Microbe | Literature |
Helotiales | PMID:27811291 |
Roseburia | PMID:33307026 |
Lactobacillus sp. | PMID:30565527 |
Lachnospira | PMID:33604319 |
Mycobacteriaceae | PMID:32635236 |
Streptococcus sp. | PMID:19095961 |
Erysipelotrichaceae | PMID:33059653 |
Dorea | PMID:28786749 |
Bacteroides fragilis group | PMID:17897884 |
Bacteroides stercoris | PMID:32765449 |
Akkermansia | PMID:31892611 |
Klebsiella | PMID:32758418 |
Clostridium cluster XVIII | PMID:26274807 |
Megamonas | PMID:31776537 |
Clostridium sp. | PMID:20552029 |
Fusobacterium mortiferum | PMID:17607724 |
Asthma
Asthma is a common chronic inflammatory disease caused by a variety of factors, including genetic and environment factors. Microorganisms may also play a role in the pathogenesis of asthma. Here, we considered asthma case studies, the ROC curves for which are displayed in Figure 3B, and the AUC values of LOOCV and fivefold CV for asthma were 0.9900 and 0.9898, respectively. Since asthma and its related microbes have been widely studied (with 108 known asthma-related microbes), seven of the top 30 prioritized asthma–microbe associations were manually confirmed by newly published literature (Table 2). Blautia, a top-ranked microbe in the prioritized IBD-related microbe list, was found to be present at high concentration in asthma patients (Fu et al., 2021). Dong et al. (2020) showed that treatment with Gu–Ben–Fang–Xiao Decoction (GBFXD) increased the abundance of Lachnospiraceae in asthmatic mice, which consequently led to elevated levels of short-chain fatty acids.
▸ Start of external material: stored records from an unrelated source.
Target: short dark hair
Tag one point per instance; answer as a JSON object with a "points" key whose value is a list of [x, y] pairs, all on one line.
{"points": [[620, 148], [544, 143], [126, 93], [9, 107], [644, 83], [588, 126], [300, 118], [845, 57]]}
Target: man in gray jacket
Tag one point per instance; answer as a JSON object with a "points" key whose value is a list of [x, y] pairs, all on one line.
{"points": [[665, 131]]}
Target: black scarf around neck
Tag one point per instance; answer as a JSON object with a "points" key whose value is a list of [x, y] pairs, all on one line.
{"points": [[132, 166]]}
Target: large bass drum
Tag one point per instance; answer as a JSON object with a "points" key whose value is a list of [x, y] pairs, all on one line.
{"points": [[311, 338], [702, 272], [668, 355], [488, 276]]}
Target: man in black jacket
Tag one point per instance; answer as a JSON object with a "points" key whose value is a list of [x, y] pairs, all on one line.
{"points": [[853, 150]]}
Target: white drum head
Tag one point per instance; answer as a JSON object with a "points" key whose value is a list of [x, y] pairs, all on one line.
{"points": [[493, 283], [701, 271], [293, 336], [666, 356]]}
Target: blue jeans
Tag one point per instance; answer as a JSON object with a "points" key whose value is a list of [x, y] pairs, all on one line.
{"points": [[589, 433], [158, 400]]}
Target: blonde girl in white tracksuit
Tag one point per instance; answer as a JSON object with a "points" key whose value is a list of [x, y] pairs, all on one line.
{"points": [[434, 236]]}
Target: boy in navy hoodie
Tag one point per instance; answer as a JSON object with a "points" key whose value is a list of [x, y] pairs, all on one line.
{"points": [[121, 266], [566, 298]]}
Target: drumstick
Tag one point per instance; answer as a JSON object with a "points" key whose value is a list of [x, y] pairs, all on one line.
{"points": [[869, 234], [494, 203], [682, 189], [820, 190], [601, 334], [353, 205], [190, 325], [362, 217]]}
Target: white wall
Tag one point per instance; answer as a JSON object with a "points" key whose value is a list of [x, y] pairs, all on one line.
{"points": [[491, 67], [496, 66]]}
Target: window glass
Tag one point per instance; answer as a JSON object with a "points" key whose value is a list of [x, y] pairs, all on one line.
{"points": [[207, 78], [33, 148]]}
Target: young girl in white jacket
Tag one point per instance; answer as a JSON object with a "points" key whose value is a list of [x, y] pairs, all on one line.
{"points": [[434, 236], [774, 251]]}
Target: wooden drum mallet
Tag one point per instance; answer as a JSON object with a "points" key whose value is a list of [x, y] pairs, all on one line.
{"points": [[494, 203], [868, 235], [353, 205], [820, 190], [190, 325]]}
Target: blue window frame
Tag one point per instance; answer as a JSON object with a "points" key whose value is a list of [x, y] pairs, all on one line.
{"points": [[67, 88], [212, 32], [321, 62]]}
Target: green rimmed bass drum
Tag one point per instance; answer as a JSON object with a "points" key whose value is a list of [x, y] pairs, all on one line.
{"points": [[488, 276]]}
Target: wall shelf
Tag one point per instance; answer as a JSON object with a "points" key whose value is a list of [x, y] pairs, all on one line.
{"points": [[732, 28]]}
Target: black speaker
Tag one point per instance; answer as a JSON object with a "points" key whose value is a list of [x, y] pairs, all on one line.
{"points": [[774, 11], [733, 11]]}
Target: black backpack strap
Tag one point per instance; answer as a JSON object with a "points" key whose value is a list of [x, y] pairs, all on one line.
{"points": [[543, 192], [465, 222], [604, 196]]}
Patricia et al. found that the abundance of Epicoccum was negatively associated with male asthma patients (Segura-Medina et al., 2019).
TABLE 2.
Microbe | Literature |
Epicoccum | PMID:30961954 |
Galactomyces | PMID:27711990 |
Citrobacter koseri | PMID:29062711 |
Blautia | PMID:33221308 |
Clostridium sp. | PMID:32009325 |
Lachnospiraceae | PMID:32431609 |
Unclassified Lactobacillales | PMID:27838347 |
Obesity
Obesity is a disease associated with a body mass index of 30 kg/m2 or higher. It is prevalent in both adults and children worldwide and has been linked to health complications such as rheumatoid arthritis, nonallergic rhinitis, and cancer (Apovian, 2016). Here, we considered obesity case studies, the ROC curves for which are displayed in Figure 3C, and the AUC values of LOOCV and fivefold CV for obesity were 0.9807 and 0.9808, respectively. Although obesity and its related microbes have been widely studied (with 204 known obesity-related microbes), seven of the top 30 prioritized obesity–microbe associations were manually confirmed by newly published literature (Table 3). Raman et al. (2013) found that Robinsoniella, a top-ranked microbe in the obesity-related microbe list, was present at higher levels in nonalcoholic fatty liver disease patients and was implicated in the etiology of, and complications related to, obesity. Zeng et al. (2019) showed that Dorea was positively correlated with bodyweight and serum lipids, which were two significant clinical indicators of obesity.
TABLE 3.
Microbe | Literature |
Unclassified Lachnospiraceae | PMID:32784721 |
Dialister succinatiphilus | PMID:28261164 |
Clostridium cluster XVIII | PMID:31281460 |
rc4-4 | PMID:27304513 |
Dorea | PMID:31530820 |
Robinsoniella | PMID:23454028 |
Enterobacteriaceae | PMID:32805279 |
The case studies mentioned above indicate that our method is effective for prioritizing novel disease-related microbes, and the prioritized microbes may be used as biomarkers for disease prevention, diagnosis, and prognosis.
Discussion
A wide variety of microbes have been found to be parasitic within the human body. Such microbes play important roles in various physiological processes, such as metabolism regulation and immune defense. Research has also revealed that imbalances in microbial communities are closely associated with human diseases. Thus, identifying novel disease-related microbes is vital when investigating disease pathogenesis, and computational methods have been effective in achieving this. To date, the computational methods that have been applied to identify novel microbe–disease associations have all been based on the HMDAD database, which only recorded 483 microbe–disease entries from 61 publications before July 2014. In this study, we constructed a comprehensive microbe–disease network by integrating known microbe–disease associations from three novel large-scale databases (Peryton, Disbiome, and gutMDisorder), and extended the RWR to the network for prioritizing candidate disease-related microbes. The AUC values of the LOOCV and fivefold CV for 236 human diseases exceeded 0.9370 and 0.9366, respectively, indicating the high performance of our method. Furthermore, we considered case studies of IBD, asthma, and obesity. Although these three diseases have been widely studied, some prioritized disease-related microbes were validated by new publications. This finding suggested that our method is an effective method for prioritizing novel disease-related microbes, thereby aiding our understanding of disease pathogenesis.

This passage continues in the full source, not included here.